Chicago Manual of Style 15th Edition

 

Political Science 5397

Applied Research Project

 

Patricia M. Shields

Texas State University

 

The Author-Date System

“Sources are cited in the text, usually in parentheses, by the author’s family (last) name, the publication date of the work cited, and a page number if needed. Full details appear in the bibliography – usually titled “References” or “Works Cited – in which the year of publication appears immediately after the author’s name.”  16.4 [1]

 

Chicago 15 affords considerable flexibility.  The examples below show the flexibility of the style.

 

 

Examples: Parenthetical Text Citations

 

For example, Karen Evans (2000, 308) suggests that public administration should “reclaim the philosophy of John Dewey as a guiding ethos for practice.”

 

One might even argue that historically, PA education traces its distinctiveness to the role of practitioner experience (Stivers 2000, 104).

 

Scholars such as McSwite (1977), King and Stivers (1998), and Adams and Balfour (1998) posit that experts enamored with their technical knowledge and skills often become detached from larger public purposes.

 

As Paul Appleby (1962, 175) noted in his classic Public Administration Review essay, experts should be “on tap not on top.”

 

Perhaps because of policies such as those during the Vietnam War, in which the problem orientation and the use of efficiency techniques were applied with disastrous effect, the focus on a problem has been criticized in the PA literature (Hummel and Stiver 1998; Adams and Balfour 1998; Goodsell 1994).

 

 

 

 

 

Example:  References  or Works Cited

 

Article (single author)

 

Evans, Karen. 2000. Reclaiming John Dewey: Democracy, inquiry, pragmatism and public management.
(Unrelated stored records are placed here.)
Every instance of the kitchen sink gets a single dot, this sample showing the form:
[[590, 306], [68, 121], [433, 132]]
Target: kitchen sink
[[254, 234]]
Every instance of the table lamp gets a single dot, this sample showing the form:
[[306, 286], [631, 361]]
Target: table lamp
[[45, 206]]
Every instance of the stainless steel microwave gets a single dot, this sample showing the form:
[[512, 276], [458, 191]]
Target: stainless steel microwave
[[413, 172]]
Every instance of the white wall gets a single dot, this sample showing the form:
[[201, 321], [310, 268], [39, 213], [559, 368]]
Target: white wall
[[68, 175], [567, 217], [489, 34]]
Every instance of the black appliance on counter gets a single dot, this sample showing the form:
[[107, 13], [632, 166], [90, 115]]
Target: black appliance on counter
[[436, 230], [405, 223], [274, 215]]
Administration & Society 32(3): 308-328.

 

Appleby, P. 1962. Making sense of things in general. Public Administration Review 22 (4): 175-181.

 

 

Book (single author)

 

Stivers, Camilla. 2000. Bureau men, settlement women: Constructing public administration in the Progressive Era. Lawrence: University of Kansas Press.

 

McSwite, O. C. 1997. Legitimacy in public administration: A discourse analysis. Thousand Oaks, CA: Sage.

 

 

Book (single author later edition)

 

Goodsell, Charles. 1994. The case for bureaucracy: A public administration polemic. 3rd ed. Chatham, NJ: Chatham House.

 

 

Book (two authors)

 

Addams, G and D. Balfour. 1998. Unmasking administrative evil. Thousand Oaks, CA: Sage.

 

 

Edited Book (two authors)

 

King, Cheryl and Camilla Stivers. Eds. 1998. Government is us: Public administration in an anti-government era. Thousand Oaks, CA: Sage.

 

 

Chapter in a book

 

Hummel, R. and C. Stivers. 1998. Government isn’t us: The possibility of democratic knowledge in representative government. In Government is us: Public administration in an anti-government era, ed. C. King and C. Stivers, 28-48. Thousand Oaks, CA: Sage.

 

 

For more: http://www.williams.edu/library/citing/styles/chicago2.php

 

 



[1] The Chicago Manual of Style 15th edition.  The University of Chicago Press, 2003. Each paragraph is referenced in Chicago 15.  In this instance Chapter 16 paragraph 4 is referenced.